I've never had as much fun as I'm having now. In fact, people are having to compete for the ability to work with me and my teams. Not only am I doing everything that I want to do, I'm being supported by what feels like all levels of technology leadership. And I'm being asked to take on more and more teams. I know I'm helping take the company forward and that this contribution is being widely recognized. And here's another thing I have learned. I used to think that you needed a certain title to be influential, and I've learned that that is not the case. Okay. So that's the first confession. And what's been personally interesting for me is what other people hear when I read this confession to them.

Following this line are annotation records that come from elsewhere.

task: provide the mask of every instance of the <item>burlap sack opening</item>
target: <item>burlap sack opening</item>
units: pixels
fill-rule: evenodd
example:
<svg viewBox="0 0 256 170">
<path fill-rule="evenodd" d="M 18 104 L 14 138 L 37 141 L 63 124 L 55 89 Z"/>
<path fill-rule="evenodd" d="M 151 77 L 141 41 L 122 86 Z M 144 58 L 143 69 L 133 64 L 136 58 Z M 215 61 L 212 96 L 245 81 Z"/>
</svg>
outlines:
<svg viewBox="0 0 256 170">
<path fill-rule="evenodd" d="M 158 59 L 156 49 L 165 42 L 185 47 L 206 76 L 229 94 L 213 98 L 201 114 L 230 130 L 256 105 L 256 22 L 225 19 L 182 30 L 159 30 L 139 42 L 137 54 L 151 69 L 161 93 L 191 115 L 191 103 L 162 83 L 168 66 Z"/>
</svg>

So here are some of, uh, people's observations, a person who didn't stick around and persevere would never have known what they missed out on because in that other universe, they got a new job and they wouldn't have pushed through and picked up all these skills that they now believe are so critical.

00:08:05

By the way, from my own perspective, I was cleaning out my office a couple of years ago and ran into an email that I had printed out probably 15 plus years ago. It was an email from my CEO, uh, back at tripwire, uh, who had written me saying that I wasn't contributing enough at the strategic level. And I ended up being effectively demoted. And I remember I, when I reading that, uh, I felt a twinge of pain, but then I laughed and threw it away. It was after all 15 plus years ago, I think time has shown me that, uh, he was right. Uh, even though those ideas were, I think correct. And after all those were the ideas that made it into the feast project, I've learned so much from this community about what effective influence really looks like. And I know just how much more effective I could have been back then if I had known back then what I know now, and it just doesn't matter. I hope you've gotten value out of them. And it reinforces, uh, the feeling that you are not alone. Thank you so much.